ANR0529W Transaction failed for session 2110 for node ____ (AIX) -
insufficient memory.
And in Backups of HSM file systems, the client suffers "Segmentation fault".
Have to Halt and restart server to regain memory space.
I found APARs IC19333, IX72593, IX72583 addressing the issue:
ABSTRACT:
IX72583: ANR9999D <PKSHMEM.C>(753): WARNING: ATTEMPT TO FREE OUT OF RANGE
ALIGNED BLOCK: HEAP=3: ADDRESS=AAAA, LOW=NNNN, HIGH=HHHH
ORIGINATING DETAILS:
Environment: ADSM for AIX servers, versions 2.1.0.13 and
2.1.0.15.
Scenario: Backup or archive of HSM migrated files.
Problem: When backing up or archiving HSM migrated files, the
following message appears on the ADSM server (there may be
multiple messages issued):
ANR9999D <pkshmem.c>(753): Warning: attempt to free out of
range aligned block: Heap=3: Address=70040000,
Low=60000000, High=6003FFFF.
(Note that the values for "Address", "Low", and "High", as well
as the number in parentheses to the right of "<pkshmem.c>" may
differ, depending on the server version and platform.)
This will cause a memory leak of 256 KB for every occurrence
of the ANR9999D message. For example, if you see 20 occurrences
of the message, this will result in a leak of 5 MB.

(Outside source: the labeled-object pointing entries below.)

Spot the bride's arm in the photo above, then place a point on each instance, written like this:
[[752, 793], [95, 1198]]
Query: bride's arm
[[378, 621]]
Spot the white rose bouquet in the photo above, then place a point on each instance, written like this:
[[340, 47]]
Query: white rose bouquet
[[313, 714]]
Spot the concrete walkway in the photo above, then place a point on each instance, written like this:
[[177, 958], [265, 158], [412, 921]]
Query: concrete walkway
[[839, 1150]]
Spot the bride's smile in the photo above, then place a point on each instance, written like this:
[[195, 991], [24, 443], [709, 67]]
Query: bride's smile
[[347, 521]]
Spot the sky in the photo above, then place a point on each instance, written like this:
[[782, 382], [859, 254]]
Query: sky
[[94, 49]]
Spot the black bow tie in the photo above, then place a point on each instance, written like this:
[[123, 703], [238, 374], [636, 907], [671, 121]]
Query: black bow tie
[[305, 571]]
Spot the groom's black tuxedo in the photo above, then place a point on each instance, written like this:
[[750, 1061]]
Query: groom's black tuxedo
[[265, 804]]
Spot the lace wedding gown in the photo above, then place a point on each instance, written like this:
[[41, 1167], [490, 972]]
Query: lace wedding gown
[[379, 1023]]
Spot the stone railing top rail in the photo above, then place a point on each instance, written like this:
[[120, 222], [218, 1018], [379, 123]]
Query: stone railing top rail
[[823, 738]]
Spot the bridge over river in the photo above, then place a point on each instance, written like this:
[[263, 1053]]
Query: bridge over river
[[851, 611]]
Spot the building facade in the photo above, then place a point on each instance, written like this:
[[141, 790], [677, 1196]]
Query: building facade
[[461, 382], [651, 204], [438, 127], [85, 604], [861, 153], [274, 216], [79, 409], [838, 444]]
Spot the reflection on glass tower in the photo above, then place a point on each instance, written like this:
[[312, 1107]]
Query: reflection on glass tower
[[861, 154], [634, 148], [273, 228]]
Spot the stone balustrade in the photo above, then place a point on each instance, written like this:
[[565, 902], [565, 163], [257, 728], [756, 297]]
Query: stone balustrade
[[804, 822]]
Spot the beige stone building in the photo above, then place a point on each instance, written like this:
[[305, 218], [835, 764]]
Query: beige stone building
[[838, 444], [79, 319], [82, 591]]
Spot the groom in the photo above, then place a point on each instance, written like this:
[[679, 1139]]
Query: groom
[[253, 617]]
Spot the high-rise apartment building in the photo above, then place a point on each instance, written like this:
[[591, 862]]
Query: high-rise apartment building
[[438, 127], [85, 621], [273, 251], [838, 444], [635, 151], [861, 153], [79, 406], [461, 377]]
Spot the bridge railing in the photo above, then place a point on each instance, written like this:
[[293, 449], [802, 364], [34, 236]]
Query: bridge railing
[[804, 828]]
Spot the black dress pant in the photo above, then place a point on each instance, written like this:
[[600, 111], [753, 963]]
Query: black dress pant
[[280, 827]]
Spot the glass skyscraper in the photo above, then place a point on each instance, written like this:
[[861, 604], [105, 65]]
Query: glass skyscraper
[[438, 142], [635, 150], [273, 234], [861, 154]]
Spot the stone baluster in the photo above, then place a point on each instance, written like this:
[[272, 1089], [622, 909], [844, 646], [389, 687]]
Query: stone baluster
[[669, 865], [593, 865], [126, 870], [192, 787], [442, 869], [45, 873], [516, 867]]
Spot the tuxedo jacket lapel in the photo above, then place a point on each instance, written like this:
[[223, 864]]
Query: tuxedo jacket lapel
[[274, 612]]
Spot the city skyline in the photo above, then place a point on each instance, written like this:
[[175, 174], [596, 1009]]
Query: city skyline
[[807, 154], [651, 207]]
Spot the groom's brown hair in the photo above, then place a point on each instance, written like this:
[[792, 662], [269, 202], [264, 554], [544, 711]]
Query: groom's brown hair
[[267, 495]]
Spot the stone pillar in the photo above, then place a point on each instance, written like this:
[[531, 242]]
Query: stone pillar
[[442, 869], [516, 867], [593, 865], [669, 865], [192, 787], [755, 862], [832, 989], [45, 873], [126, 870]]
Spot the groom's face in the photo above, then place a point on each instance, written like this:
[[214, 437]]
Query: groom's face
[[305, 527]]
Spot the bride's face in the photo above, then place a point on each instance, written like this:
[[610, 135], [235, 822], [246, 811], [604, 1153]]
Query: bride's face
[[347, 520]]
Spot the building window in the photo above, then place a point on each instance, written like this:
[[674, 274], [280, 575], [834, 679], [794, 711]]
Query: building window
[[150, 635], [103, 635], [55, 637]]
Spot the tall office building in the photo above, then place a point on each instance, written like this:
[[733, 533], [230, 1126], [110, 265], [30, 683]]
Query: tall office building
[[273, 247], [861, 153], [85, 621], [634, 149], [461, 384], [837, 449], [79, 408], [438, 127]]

The problem occurs because ADSM is trying to free a buffer
to a heap that is different than the one from which it was
allocated. Module sstrans.c allocates buffers from the
XLargeHeap by calling pkAllocXLargeBuffer(). When it is
ready to free one of those buffers, it should call
pkFreeXLargeBuffer() in order to free it to the XLargeHeap.

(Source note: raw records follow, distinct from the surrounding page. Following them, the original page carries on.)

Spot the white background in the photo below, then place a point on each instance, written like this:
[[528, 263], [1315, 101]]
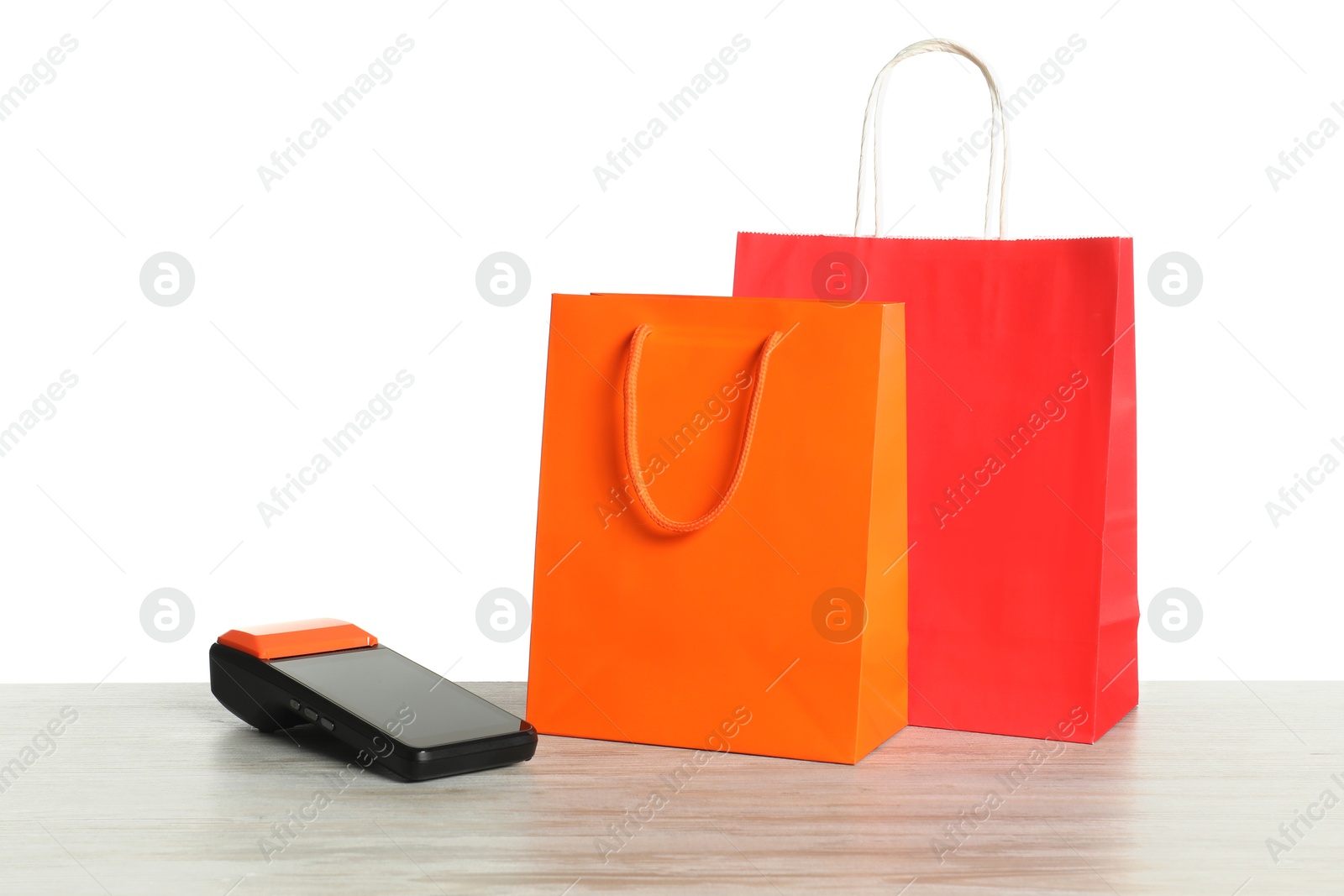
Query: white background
[[316, 293]]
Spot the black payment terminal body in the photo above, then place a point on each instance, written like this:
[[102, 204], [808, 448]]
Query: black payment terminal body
[[336, 676]]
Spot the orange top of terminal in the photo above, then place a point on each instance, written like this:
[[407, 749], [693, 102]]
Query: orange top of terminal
[[297, 638]]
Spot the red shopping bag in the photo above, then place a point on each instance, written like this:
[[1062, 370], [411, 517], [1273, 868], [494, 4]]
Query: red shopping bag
[[1021, 449]]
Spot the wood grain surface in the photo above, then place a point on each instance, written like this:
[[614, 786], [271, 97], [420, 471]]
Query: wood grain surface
[[158, 789]]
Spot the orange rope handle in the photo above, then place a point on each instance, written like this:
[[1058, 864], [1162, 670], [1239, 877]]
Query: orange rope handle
[[632, 449]]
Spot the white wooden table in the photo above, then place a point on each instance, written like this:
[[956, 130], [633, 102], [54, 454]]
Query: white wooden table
[[156, 789]]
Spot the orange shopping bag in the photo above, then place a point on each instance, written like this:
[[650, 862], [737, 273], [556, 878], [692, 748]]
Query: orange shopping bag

Instead, it is calling pkFreeLargeBuffer() and trying to
free it to the LargeHeap. ADSM recognizes this condition and
issues the above ANR9999D message.
I think we'd all like to see more thorough code review and testing in
ADSM development, given the serious defects we've been seeing getting
out into the field.
Richard Sims, Boston University OIT
|